October reminds me of Dad. Mom and Dad close on the house Monday, Dad has chest pains and goes into the hospital Tuesday and has a quadruple bypass Wednesday morning. On the operating table, Dad has a stroke and the next few months are a new adventure in terror. I can spend the rest of my life not seeing High Point Regional, Wesley Long or Moses Cone Hospital and be perfectly happy.
I always described Dad dying like standing on 2 boxes and having someone kick one out from under you. You could still keep dry, you were a little wobbly, but you still had a box to stand on.
Why can't I get past this? Why can't I get over this? Why does this still hurt? Why do I still cry? Why can't I just be big?
1 comment:
Again, I BEG you to read Comfort. I will personally bring it to you and read it aloud to you if necessary.

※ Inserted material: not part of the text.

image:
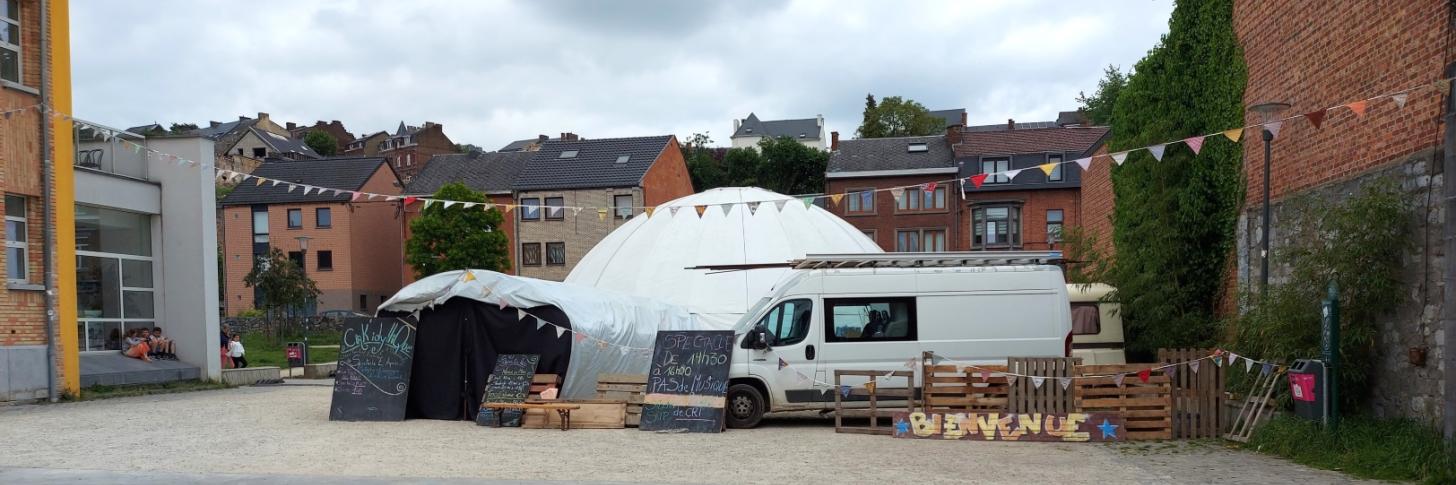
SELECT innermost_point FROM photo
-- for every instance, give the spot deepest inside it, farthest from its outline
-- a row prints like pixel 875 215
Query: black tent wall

I would guess that the blogging tears are cathartic and an important part of healing a wound that will never really heal. Maybe someday it will be a slightly ugly scar instead of the infected, oozing thing it is now. (See, I can be gross too!)
Maybe someday you will be blogging about something funny that happens to Zach at college and you will be giggling instead of crying. And you will think, you know, I can experience joy.
From Comfort...a rabbi tells Ann Hood that there is a reason for the 23rd Psalm being written as it is:
Yea, though I walk through the valley of the shadow of death,
I will fear no evil: For thou art with me;
It doesn't say to:
walk around the valley
run across the valley
rise above the valley
fly over the valley
You have to walk through it...no matter how long it takes, no matter how much your feet hurt, no matter how many times you fall down and have to get back up.
I really don't know that much personally about grief...but my friend Amy does and I have seen her walk through that valley and have never loved and respected her more.